大家好,我是带我去滑雪!
Word2Vec模型能够将词语映射到高维空间中的向量表示,同时保留了词语之间的语义信息和上下文关系。这使得模型能够更好地理解评论中的语境和含义。LSTM模型是一种适用于处理序列数据的深度学习模型,能够有效处理文本数据中的变长序列。这意味着模型可以处理不同长度的评论,并且不需要固定长度的输入。基于Word2Vec和LSTM模型的恶意评论预测具有较好的效果和性能,能够有效地识别和过滤百度贴吧中的恶意评论,提升用户体验和社区环境。下面开始代码实现:
目录
(1)导入文本数据
(2)文本分词与清理
(3)训练词向量word2vec
(4)导入相关模块并划分训练集与测试集
(5)模型构建
(6)绘制图像
(1)导入文本数据
import pandas as pd
real_news = pd.read_csv('E:\工作\硕士\博客\博客79-真假新闻检测\积极评论.csv',encoding="ANSI")
fake_news = pd.read_csv('E:\工作\硕士\博客\博客79-真假新闻检测\消极评论.csv',encoding="ANSI")
#积极评论为1
df_real = pd.DataFrame(columns = ['text', 'cls'])
df_real['text'] = real_news['评论']
df_real['cls'] = 1
#恶意评论编码为0
df_fake = pd.DataFrame(columns = ['text', 'cls'])
df_fake['text'] = fake_news['评论']
df_fake['cls'] = 0
#合并评论
all_data = pd.concat([df_real, df_fake], ignore_index = True)
all_data.head(10)
输出结果展示:
(2)文本分词与清理
text_clean = pd.DataFrame([w.replace('\n' or '\'' or '\\n' or '\r' or '\0' or ' ', '') for w in all_data['text']], columns = ['clean'])
import jieba
stoplist = list(pd.read_csv('E:\工作\硕士\博客\博客79-真假新闻检测\停用词.txt',
names = ['w'], sep = 'aaa', encoding = 'utf-8', engine= 'python').w)
cuttxt = lambda x: [x for x in jieba.lcut(x) if x not in stoplist]

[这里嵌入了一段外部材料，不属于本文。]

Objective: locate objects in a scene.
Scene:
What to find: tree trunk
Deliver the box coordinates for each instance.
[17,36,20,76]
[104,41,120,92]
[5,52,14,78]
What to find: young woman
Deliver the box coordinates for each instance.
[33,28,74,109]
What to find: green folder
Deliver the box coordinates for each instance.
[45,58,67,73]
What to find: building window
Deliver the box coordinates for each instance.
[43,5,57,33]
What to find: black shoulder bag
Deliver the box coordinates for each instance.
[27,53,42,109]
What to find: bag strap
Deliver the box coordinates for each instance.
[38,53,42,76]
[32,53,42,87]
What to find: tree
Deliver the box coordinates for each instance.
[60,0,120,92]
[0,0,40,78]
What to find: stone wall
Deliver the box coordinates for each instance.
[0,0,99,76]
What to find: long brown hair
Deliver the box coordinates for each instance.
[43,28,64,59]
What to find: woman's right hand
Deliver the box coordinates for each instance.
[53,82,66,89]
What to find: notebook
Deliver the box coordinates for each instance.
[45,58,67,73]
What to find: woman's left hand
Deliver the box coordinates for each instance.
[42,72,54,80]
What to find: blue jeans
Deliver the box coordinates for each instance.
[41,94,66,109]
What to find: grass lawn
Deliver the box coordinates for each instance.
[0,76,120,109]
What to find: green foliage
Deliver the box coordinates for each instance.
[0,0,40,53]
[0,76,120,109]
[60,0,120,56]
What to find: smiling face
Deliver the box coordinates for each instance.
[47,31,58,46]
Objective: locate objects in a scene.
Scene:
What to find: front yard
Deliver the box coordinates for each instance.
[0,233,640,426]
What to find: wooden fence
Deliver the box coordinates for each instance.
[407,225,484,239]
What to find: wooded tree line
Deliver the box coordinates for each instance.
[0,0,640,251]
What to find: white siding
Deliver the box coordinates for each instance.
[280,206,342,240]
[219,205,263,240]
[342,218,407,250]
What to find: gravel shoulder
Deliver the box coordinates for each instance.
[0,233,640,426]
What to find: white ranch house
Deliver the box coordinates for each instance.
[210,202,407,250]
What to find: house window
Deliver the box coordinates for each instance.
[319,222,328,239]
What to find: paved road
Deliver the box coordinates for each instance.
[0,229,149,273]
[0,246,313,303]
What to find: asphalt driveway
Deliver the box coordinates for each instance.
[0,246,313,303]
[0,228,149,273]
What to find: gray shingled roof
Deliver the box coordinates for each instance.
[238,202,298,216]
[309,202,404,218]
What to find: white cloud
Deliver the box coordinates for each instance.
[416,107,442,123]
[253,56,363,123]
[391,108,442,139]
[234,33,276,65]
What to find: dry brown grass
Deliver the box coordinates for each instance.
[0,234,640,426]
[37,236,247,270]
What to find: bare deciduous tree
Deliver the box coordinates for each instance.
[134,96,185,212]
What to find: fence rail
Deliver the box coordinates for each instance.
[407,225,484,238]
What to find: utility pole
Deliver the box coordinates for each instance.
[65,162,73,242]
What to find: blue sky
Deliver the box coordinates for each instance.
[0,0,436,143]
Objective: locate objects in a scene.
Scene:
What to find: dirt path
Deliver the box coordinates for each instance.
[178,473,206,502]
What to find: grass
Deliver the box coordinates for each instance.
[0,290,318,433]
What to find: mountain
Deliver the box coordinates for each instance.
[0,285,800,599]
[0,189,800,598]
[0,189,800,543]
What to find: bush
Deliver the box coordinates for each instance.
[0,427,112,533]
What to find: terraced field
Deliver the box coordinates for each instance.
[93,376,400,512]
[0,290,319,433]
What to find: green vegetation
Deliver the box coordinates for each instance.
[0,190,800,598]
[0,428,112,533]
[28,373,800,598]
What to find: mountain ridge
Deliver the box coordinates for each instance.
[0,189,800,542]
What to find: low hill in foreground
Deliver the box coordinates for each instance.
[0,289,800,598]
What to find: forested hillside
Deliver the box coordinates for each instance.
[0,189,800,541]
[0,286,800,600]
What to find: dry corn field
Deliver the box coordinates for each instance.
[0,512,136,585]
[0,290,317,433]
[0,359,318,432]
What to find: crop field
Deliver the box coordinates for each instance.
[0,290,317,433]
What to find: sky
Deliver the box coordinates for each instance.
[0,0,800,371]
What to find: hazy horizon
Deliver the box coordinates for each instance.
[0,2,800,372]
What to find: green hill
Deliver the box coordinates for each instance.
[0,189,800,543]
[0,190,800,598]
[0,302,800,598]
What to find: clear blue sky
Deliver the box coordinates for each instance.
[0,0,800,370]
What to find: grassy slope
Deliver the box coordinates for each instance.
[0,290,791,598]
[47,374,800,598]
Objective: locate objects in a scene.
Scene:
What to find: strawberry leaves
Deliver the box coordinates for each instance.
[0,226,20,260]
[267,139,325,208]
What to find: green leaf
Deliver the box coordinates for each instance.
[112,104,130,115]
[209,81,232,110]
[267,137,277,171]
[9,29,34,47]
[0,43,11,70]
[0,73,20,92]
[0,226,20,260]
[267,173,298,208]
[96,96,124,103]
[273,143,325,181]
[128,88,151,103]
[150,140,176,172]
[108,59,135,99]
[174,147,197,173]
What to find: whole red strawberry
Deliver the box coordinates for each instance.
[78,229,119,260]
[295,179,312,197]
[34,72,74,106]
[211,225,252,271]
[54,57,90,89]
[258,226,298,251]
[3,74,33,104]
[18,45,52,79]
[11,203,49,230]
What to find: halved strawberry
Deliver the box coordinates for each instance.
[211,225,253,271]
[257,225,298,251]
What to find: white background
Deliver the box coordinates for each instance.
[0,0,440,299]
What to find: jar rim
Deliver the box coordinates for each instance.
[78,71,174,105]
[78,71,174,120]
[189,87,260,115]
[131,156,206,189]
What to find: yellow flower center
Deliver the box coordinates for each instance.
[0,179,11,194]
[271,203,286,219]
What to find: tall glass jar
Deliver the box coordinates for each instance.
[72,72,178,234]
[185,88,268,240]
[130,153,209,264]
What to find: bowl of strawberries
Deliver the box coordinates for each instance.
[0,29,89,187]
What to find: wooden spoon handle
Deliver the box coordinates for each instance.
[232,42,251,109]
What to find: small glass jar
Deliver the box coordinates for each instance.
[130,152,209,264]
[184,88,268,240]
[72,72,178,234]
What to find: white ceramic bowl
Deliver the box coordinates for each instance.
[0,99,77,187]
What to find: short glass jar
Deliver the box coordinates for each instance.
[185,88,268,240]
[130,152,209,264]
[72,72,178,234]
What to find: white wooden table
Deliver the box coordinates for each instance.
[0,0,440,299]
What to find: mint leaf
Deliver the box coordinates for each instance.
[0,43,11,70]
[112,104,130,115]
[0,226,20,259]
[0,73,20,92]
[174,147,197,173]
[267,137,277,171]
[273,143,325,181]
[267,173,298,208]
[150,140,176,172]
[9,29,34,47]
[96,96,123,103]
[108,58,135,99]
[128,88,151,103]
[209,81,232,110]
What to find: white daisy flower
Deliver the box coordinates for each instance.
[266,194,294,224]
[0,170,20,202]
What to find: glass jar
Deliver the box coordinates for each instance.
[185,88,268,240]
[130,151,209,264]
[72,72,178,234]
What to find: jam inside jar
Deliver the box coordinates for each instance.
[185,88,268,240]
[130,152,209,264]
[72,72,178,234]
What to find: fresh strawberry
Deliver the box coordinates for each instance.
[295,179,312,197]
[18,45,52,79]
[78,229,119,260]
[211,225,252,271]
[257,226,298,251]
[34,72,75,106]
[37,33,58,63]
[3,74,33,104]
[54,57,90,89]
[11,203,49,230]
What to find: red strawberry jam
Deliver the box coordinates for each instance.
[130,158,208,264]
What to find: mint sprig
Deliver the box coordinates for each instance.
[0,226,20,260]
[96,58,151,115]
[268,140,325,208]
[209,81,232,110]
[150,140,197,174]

text_list = text_clean['clean'].apply(cuttxt)
text_list.head(10)
输出结果:
0 [标题, 参与, 送, 10, 元, 京东, 卡, 尝鲜, 文库, 智能, 文档] 1 [大学, 无聊, 有木有, 想来, 抢, 演唱会, 门票, 赚点, 零花钱] 2 [大学, 想, 休学, 活不下去] 3 [大学生, 迷茫, 瞬间] 4 [想, 做, app, 拉新, 宝宝, 找, 咨询] 5 [挣钱, 一百种, 方式] 6 [四级, 资料, 推荐] 7 [武汉大学, 回应, 该校, 教授, 举报] 8 [大学, 里, 真实, 上课, 状态] 9 [同学, 周末, 玩, steam, 单机游戏] Name: clean, dtype: object
(3)训练词向量word2vec
from gensim.models import Word2Vec
w2vmodel = Word2Vec(vector_size=100) #训练n_dim为100
w2vmodel.build_vocab(text_list)
%time w2vmodel.train(text_list,\
total_examples = w2vmodel.corpus_count, epochs = 10)

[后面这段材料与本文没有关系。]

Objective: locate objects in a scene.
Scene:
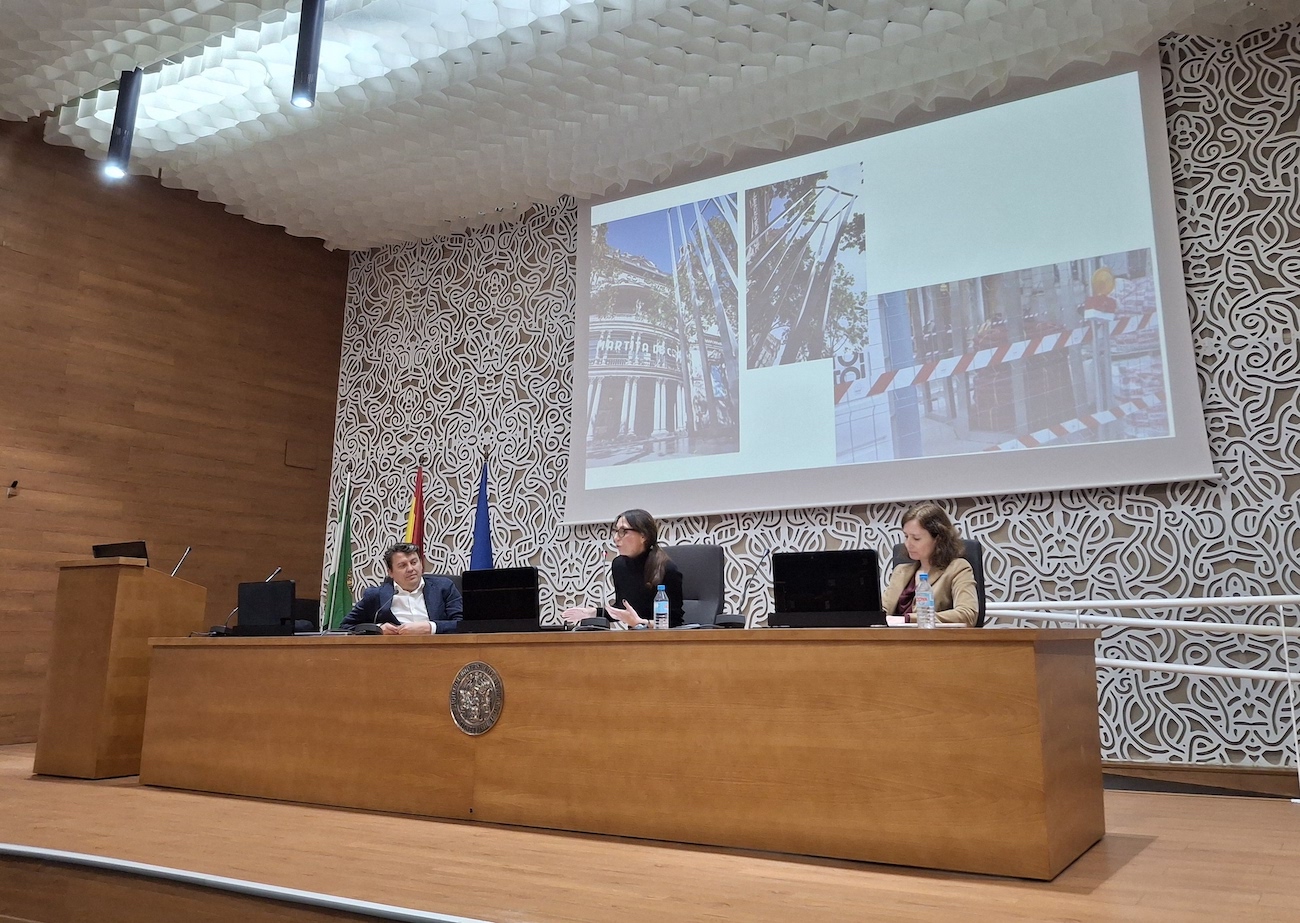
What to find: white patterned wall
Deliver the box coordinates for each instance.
[328,26,1300,766]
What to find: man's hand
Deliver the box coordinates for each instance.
[380,621,433,634]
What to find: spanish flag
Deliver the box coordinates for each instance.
[402,465,425,556]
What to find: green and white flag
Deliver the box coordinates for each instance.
[321,475,355,632]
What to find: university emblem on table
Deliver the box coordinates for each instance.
[451,660,506,737]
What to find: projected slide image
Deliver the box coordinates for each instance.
[745,163,867,369]
[835,250,1171,464]
[586,194,740,468]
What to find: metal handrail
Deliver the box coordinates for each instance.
[985,594,1300,803]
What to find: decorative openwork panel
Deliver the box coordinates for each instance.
[326,26,1300,766]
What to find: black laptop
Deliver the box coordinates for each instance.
[230,580,295,637]
[460,567,541,634]
[767,549,885,628]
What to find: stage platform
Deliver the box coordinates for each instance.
[0,745,1300,923]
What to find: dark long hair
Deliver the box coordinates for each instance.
[900,502,966,571]
[614,510,670,586]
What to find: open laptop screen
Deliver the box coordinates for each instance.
[235,580,295,636]
[460,567,541,632]
[768,549,885,628]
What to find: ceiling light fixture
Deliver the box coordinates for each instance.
[104,68,142,179]
[290,0,325,109]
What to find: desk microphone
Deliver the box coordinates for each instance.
[740,549,772,628]
[172,545,194,577]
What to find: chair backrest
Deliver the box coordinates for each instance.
[664,545,725,625]
[889,538,985,628]
[424,572,460,592]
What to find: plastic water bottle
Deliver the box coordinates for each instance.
[911,571,937,628]
[654,584,668,629]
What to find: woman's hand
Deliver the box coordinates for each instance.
[606,599,654,628]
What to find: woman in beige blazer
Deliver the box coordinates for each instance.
[881,503,979,625]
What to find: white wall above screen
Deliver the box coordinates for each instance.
[566,59,1214,523]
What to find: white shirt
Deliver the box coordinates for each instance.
[393,577,438,634]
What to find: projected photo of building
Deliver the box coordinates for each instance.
[586,195,740,467]
[745,163,867,369]
[836,250,1170,464]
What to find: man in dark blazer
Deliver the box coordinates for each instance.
[339,542,463,634]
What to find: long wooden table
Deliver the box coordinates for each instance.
[140,628,1105,879]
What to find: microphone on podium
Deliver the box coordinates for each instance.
[172,545,194,577]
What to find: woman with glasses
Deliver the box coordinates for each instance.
[563,510,683,628]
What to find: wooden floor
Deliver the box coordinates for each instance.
[0,745,1300,923]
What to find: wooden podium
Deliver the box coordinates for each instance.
[34,558,208,779]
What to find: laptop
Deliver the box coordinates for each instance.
[90,542,150,567]
[460,567,541,634]
[767,549,885,628]
[230,580,295,637]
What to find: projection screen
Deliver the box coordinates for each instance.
[564,60,1214,523]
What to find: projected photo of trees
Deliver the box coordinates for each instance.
[745,163,867,369]
[836,250,1170,464]
[586,194,740,467]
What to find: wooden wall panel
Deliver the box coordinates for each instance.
[0,122,347,744]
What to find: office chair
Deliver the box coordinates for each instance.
[424,573,460,593]
[664,545,725,625]
[889,538,985,628]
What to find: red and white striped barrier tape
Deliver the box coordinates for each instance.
[984,394,1165,452]
[835,312,1156,404]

def m_avgvec(words, w2vmodel):
return pd.DataFrame([w2vmodel.wv[w]
for w in words if w in w2vmodel.wv]).agg("mean")
# 生成建模用矩阵
%time train_vec = pd.DataFrame([m_avgvec(s, w2vmodel) for s in text_list])
train_vec.head()
输出结果展示:
(4)导入相关模块并划分训练集与测试集
import os
from keras.preprocessing.text import Tokenizer
from keras_preprocessing.sequence import pad_sequences
from keras.preprocessing import sequence
from keras.models import Sequential
from keras.utils import np_utils
from keras.layers.core import Dropout, Activation, Lambda
from keras.layers import Dense, Embedding, LSTM
from keras.utils.np_utils import to_categorical
from keras.callbacks import ModelCheckpoint
from keras.models import load_model
from keras.optimizers import Adam
#划分训练集和测试集
from sklearn.model_selection import train_test_split
x_train_lstm, x_test_lstm, y_train_lstm, y_test_lstm = train_test_split(text_list, all_data['cls'], test_size = 0.3)
(5)模型构建
embedding_matrix = w2vmodel.wv.syn0
#使用embedding_matrix的长度作为top_words
top_words_w2v = embedding_matrix.shape[0]
#以下参数设置同上
maxlen = 100
batch_size = 32
nb_classes = 2
nb_epoch = 10
tokenizer1 = Tokenizer(nb_words = top_words_w2v)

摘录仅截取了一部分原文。